KRNY vs NWAX
Valuation
Profitability
Growth
Financial Health
Dividends
AI Verdict
KRNY presents a classic value-trap profile, characterized by a stable Piotroski F-Score of 4/9 and a significant discount to both its Graham Number ($11.87) and Intrinsic Value ($15.34). While the stock trades at a deep discount to book value (P/B 0.67) and shows strong YoY earnings growth of 50%, these fundamentals are offset by poor capital efficiency (ROE 4.31%) and a bearish technical trend. The high dividend payout ratio of 84.62% suggests limited room for dividend growth and potential sustainability risks if earnings volatility increases.
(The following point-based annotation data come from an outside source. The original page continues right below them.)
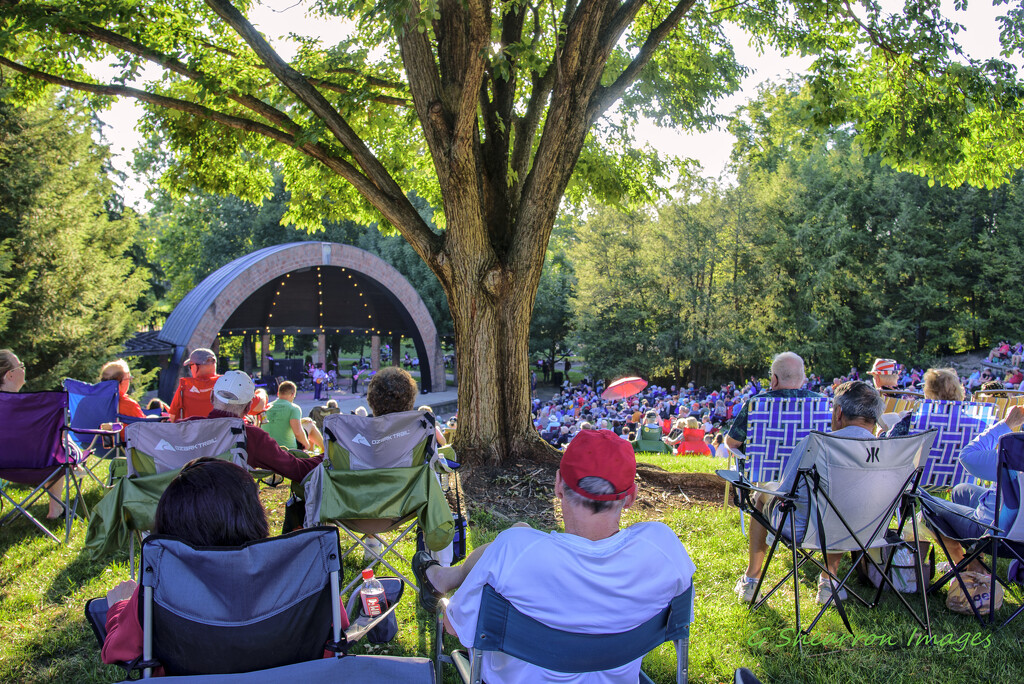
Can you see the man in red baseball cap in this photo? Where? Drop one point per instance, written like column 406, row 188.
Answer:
column 592, row 579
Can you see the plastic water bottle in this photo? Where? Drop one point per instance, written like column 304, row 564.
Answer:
column 373, row 598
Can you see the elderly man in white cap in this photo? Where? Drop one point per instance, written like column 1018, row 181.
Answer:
column 192, row 399
column 594, row 574
column 884, row 374
column 231, row 395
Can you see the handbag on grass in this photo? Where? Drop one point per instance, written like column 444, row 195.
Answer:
column 978, row 587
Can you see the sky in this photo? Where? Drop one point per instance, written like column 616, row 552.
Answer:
column 279, row 17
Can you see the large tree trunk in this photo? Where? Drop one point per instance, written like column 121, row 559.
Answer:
column 492, row 335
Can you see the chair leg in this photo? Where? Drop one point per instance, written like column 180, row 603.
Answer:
column 24, row 510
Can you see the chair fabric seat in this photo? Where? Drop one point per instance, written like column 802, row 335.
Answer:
column 348, row 669
column 387, row 494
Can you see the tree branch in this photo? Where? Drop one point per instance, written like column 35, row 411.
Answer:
column 410, row 223
column 605, row 96
column 425, row 84
column 623, row 17
column 372, row 80
column 383, row 99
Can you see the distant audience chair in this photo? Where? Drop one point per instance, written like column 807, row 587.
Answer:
column 649, row 439
column 504, row 629
column 92, row 408
column 35, row 451
column 774, row 425
column 1006, row 538
column 898, row 400
column 1004, row 399
column 957, row 423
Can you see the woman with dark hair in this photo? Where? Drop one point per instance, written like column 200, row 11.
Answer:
column 211, row 503
column 392, row 390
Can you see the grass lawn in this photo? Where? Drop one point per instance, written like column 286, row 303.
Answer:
column 44, row 636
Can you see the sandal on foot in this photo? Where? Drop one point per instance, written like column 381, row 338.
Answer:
column 428, row 594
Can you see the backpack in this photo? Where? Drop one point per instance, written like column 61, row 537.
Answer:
column 196, row 396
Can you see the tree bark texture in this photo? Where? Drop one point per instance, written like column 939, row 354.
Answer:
column 503, row 160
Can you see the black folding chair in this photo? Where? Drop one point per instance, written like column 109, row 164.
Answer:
column 850, row 489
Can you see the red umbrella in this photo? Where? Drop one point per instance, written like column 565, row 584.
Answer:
column 624, row 387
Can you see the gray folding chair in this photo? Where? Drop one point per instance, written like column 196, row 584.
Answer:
column 850, row 489
column 265, row 611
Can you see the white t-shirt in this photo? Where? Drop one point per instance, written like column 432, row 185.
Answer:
column 572, row 584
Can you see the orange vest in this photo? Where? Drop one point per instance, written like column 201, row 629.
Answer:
column 194, row 398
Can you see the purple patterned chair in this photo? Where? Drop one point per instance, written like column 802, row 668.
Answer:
column 35, row 452
column 957, row 423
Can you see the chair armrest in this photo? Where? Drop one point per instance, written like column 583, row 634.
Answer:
column 737, row 480
column 928, row 513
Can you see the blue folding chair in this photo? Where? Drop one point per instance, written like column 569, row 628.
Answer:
column 502, row 628
column 35, row 451
column 774, row 425
column 1005, row 538
column 957, row 423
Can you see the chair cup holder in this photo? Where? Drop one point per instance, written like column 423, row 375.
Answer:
column 383, row 628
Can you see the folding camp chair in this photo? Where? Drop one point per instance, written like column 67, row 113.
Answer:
column 956, row 423
column 774, row 426
column 35, row 451
column 379, row 477
column 156, row 453
column 266, row 611
column 90, row 407
column 1009, row 539
column 502, row 628
column 849, row 488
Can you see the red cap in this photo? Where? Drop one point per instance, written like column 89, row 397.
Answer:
column 883, row 367
column 600, row 454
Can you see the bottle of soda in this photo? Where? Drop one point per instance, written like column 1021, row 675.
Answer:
column 372, row 596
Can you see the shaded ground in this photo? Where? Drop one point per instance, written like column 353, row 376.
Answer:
column 525, row 492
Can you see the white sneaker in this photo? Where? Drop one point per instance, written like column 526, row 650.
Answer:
column 374, row 552
column 824, row 590
column 744, row 588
NWAX exhibits a Piotroski F-Score of 4/9, indicating stable but mediocre financial health, which is typical for a shell company. As a SPAC (Special Purpose Acquisition Company), the entity lacks operational revenue, profit margins, and traditional valuation metrics, resulting in a null Graham Number and Intrinsic Value. The stock is currently trading at $10.08, which closely aligns with the typical $10.00 trust value floor common for shell companies. While liquidity is strong with a Current Ratio of 5.07, the lack of a target acquisition and a bearish technical trend (0/100) suggest a holding pattern with limited upside until a merger is announced.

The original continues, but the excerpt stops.